Trudeau’s theatrics are just that


Editorial

Trudeau’s theatrics are just that

The recent publication of photos of Prime Minister Justin Trudeau dressed as a fictional character from 1001 Nights, complete with darkened face, has done wonders for raising discussion on racism in the middle of an election campaign. That is a good thing because such an open discussion is needed to address the perennial problem of racism. In a matter such as this, context is everything, and, if anything, this one needs it badly.

Given all that we know from his actions, Trudeau, a former drama teacher, is known for indulging in his love of theatre and took every opportunity to don costumes quite often. Once he did a take on Harry Belafonte’s Banana Boat Song (Day-O), and darkened his face to look like the American-Jamaican bard.

This “1001 Nights” escapade dates back to the time he was a drama teacher in a Vancouver high school. He’s seen posing with three other costumed participants during an “Arabian Nights” themed party.

A white man posing in what is often referred to as “blackface” was bound to cause a furor as it did. People of colour, from light brown to black, were taken aback; in particular, blackface resonates quite strongly in the hearts of some Afro-Canadians who know all too well that this American practice was basically intended to demean and denigrate a people who had spent centuries in enslavement, and were struggling to recover their heavily compromised humanity under a vicious system of exploitation.

But that basic response was one of many, and they vary as much as the people who spoke or wrote letters to the editor of the daily newspapers. The reactions were roughly the following: it’s racist and Trudeau should know better; disappointment but accept his apology and won’t change their vote; it was simply a costume worn in a thematic setting and that’s all it is; those who accuse Trudeau are hypocritical and he has nothing to apologize for.  

A little over a week after the story broke it seemed to have died as quickly as it arose. And given the response of the people who was supposed to have been harmed, it was the media that seemed to have had more interest in it. One columnist pointed out that a popular Toronto paper had eleven stories on the issue in a single day.

Not everybody considers darkening one’s skin to appear true to a dark-skinned fictional character as racism, nor has anyone accused the Prime Minister of being racist. After all, theatre is a place where somebody’s oxen get gored, where striving for authenticity is central to its existence and, thankfully, will remain so. Trudeau was true to his theatrical code.

Had Trudeau been known for making racist remarks or failing to defend such practices, then this would have been a different story. And the fact that the responses to the photos have been so varied is an indication this is hardly an open and shut case; not in the case of Trudeau who, according to a local columnist, “…seems that in the years before he entered politics, Trudeau was a serial offender against the norms of political correctness.” So was his father; and many of those who took offense at his son, loved Pierre Trudeau for it. Remember Trudeau senior’s pirouette behind Queen Elizabeth’s back in 1997? It appears that the ham runs in the family.

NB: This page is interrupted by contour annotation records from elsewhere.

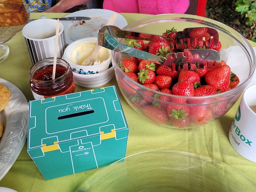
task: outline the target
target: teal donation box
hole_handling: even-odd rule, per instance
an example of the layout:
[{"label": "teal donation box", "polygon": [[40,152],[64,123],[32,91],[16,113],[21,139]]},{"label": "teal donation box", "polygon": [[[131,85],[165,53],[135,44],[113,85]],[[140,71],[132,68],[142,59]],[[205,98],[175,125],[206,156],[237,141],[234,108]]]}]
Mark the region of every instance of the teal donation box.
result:
[{"label": "teal donation box", "polygon": [[124,157],[128,132],[114,86],[29,102],[27,152],[46,180]]}]

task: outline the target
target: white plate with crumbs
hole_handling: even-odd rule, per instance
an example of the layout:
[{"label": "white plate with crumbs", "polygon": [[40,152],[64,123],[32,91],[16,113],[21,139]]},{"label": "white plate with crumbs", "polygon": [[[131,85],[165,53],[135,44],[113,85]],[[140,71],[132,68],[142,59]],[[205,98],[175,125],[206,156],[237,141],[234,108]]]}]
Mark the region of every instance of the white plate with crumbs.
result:
[{"label": "white plate with crumbs", "polygon": [[17,87],[1,78],[0,82],[11,91],[9,102],[0,112],[0,121],[4,128],[0,138],[0,181],[16,161],[25,144],[27,135],[29,104]]},{"label": "white plate with crumbs", "polygon": [[[89,9],[76,11],[64,17],[86,16],[91,19],[84,23],[80,21],[62,21],[64,26],[66,43],[68,45],[76,40],[85,37],[96,37],[98,31],[107,24],[110,16],[114,11],[103,9]],[[113,25],[123,29],[127,25],[125,19],[120,14],[117,15]]]}]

The main criticism of Trudeau darkening his features comes from those who have a visceral reaction to blackface. But, for more than half of the “black” population of Canada, which comes from the Caribbean, a place where blackface played little or no part in its history, not too many have a deep feeling about it. In truth, it’s a safe bet that had Trudeau performed his Belafonte shtick in front of a Caribbean audience, they would more likely have broken up with laughter, admired his pluck but not his talent. 

Justine Trudeau is guilty of nothing more than depicting a character from an ancient book that derived its “1001 Nights” stories from sources in India, the Middle East, Mediterranean Africa, etc; stories that are chock full of characters of “colour” of whom Trudeau chose to depict one of them.

Caribbean people come from a tradition of street theatre called Carnival, a place where the normal rules of social engagement are suspended; where masquerade depictions push the envelope much further than Justin Trudeau could ever imagine. In fact it’s a safe bet that he would have reveled in the excitement of all that theatre.

The Prime Minister is guilty of nothing more than being a ham. And given how unimaginative and contrived politics has become, a little ham may well be the tonic in a world of professional politicians where turning a phrase is a lost art.